When her teenage daughter's friends came over to hang out, they would often linger at the kitchen table with her, open up, and share their stories. That's how PSEG employee Michelle Brady made an important discovery.
"The kids would tell me 'I don't talk to my own mother like this,'" said the Hillside mom. "It felt good to know they were comfortable to talk. I always wanted to create a safe and accepting place for my daughter and her friends. And I discovered all I had to do was listen!"
Brady's commitment to listening has set her on an important new path in life. The senior administrative assistant in the human resources department at PSEG in Newark regularly soothes souls and saves lives by volunteering for CONTACT We Care, the 24-hour caring and crisis hotline based in Westfield.
"When my daughter's friends would say, 'You should be a counselor, Miss Michelle,' it got me thinking. I realized that the ability to listen is a skill I can use at work, at home and in all areas of my life. Through PSEG's Volunteer Match Program I discovered CONTACT We Care and signed up to take their Volunteer Training because I wanted to learn how to really listen and make a difference."
After nearly two years answering calls to the hotline, Brady says the rewards are countless. "The most rewarding part is when a caller expresses appreciation and says they feel better. They thank me for being there for them."

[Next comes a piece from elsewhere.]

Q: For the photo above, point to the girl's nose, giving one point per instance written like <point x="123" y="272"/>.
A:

CONTACT We Care handles more than 11,000 calls a year from men, women and teens who are lonely, depressed, stressed or suicidal. The 35 year-old non-profit was recognized as the Best Statewide Volunteer Organization by the New Jersey Governor's Office of Volunteerism.
Born and raised in Scotch Plains, Brady, who was known by her maiden name Shelley Coleman, attended Berkeley Business School following graduation from Scotch Plains-Fanwood High School in 1985. She has worked in varying positions at PSEG for nearly 13 years. "I'm a social person and I love to connect with people," said Brady. "It feels so good to help them and make a difference."
"Volunteering on the crisis hotline gives me great perspective," said Brady. "I realize that whatever I'm going through isn't so big after all. We tend to make problems bigger than what they are sometimes."
More and more often Brady answers the hotline phone and finds a caller without hope, considering suicide. "It's tremendously powerful to be able to be there for someone in crisis and help them through their dark moment. If feels so good to connect and touch others in such a significant way - to help another human being."
Brady's experiences at CONTACT have inspired her to go back to school to study psychology. She's begun looking into different programs and options. "I'd love to enhance my skills and learn even more about the human mind. It's taken time and many different experiences to get me to this point, and it's all coming together now," said Brady.